Gepubliceerd in Holland Festival-bijlage VPRO-gids, mei 2011
Xenakis' gecalculeerde klankenchaos
De oerkrachten die architect/componist Iannis Xenakis, geportretteerd in Xenakis 1234, ontketende in zijn muziek stoelen op wiskundige formules, maar evengoed op intuïtie. Oorlogsgeweld en natuurklanken klinken door in het werk van een man die in Frankrijk werkte, maar die zijn Griekse identiteit nooit vergat.
Net als Chopin en Stravinsky was de Griek lannis Xenakis (1922-2001) een van de grote ballingen van de muziekgeschiedenis: een kosmopoliet tegen wil en dank, in wiens muziek altijd weer de hunkering naar het vaderland doorklinkt. Xenakis was een politiek vluchteling. In het laatste oorlogsjaar werd hij als 22-jarige verzetsstrijder bij gevechten in Athene zwaar gewond door een granaat, die een ravage achterliet aan de linkerkant van zijn gezicht. In 1947 vluchtte hij het land uit en werd door het kolonelsregime bij verstek ter dood veroordeeld.
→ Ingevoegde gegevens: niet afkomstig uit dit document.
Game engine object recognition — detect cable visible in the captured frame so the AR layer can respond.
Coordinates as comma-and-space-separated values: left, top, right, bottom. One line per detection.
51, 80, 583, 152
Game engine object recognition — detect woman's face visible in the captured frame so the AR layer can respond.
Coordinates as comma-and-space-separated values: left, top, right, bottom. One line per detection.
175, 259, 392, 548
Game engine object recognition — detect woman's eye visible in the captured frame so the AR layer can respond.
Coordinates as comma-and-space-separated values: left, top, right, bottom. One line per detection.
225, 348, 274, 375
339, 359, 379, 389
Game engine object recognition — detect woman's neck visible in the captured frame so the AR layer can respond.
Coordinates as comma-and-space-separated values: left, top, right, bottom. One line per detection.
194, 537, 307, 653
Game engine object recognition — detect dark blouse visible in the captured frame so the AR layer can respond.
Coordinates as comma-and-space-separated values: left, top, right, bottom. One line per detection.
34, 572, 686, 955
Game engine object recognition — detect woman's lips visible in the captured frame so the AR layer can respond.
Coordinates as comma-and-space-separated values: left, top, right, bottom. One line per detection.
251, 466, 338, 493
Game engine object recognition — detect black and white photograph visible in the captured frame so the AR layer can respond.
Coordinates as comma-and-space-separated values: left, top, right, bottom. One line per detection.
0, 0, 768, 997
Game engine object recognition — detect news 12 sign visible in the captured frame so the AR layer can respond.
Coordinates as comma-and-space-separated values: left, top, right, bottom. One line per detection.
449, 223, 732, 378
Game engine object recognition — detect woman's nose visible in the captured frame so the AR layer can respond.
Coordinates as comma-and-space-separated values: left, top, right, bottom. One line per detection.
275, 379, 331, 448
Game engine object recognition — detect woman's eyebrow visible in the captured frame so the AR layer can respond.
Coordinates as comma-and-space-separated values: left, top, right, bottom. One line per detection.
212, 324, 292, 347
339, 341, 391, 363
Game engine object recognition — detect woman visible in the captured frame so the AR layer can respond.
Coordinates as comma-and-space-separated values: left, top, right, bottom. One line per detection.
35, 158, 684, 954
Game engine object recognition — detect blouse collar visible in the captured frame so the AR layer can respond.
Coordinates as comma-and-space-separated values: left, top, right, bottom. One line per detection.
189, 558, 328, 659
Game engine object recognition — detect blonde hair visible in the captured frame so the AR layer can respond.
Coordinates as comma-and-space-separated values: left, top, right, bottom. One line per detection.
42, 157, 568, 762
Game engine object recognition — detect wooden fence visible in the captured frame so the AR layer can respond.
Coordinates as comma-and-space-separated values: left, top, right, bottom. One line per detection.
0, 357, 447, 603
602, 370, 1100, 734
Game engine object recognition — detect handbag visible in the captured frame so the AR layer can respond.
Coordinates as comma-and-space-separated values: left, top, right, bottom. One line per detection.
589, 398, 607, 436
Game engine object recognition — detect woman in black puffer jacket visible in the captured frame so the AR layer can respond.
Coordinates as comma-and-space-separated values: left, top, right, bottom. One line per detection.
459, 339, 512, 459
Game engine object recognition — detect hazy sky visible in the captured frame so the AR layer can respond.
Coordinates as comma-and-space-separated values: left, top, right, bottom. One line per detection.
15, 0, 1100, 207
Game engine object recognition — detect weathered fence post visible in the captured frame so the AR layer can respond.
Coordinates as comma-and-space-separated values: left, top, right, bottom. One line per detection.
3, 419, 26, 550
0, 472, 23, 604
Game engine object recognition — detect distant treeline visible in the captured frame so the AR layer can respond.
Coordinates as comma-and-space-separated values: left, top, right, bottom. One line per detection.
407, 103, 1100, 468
Xenakis belandde in Parijs, en had het geluk dat hij met zijn ingenieursopleiding aan het werk kon bij het bureau van de beroemde architect Le Corbusier. Hoewel hij een passie voor muziek had, vermoedde niemand dat hij een van de grote naoorlogse componisten zou worden. Anders dan zijn generatiegenoten Stockhausen en Boulez, die als vroegrijpe knapen al furore maakten, was Xenakis een laatbloeier.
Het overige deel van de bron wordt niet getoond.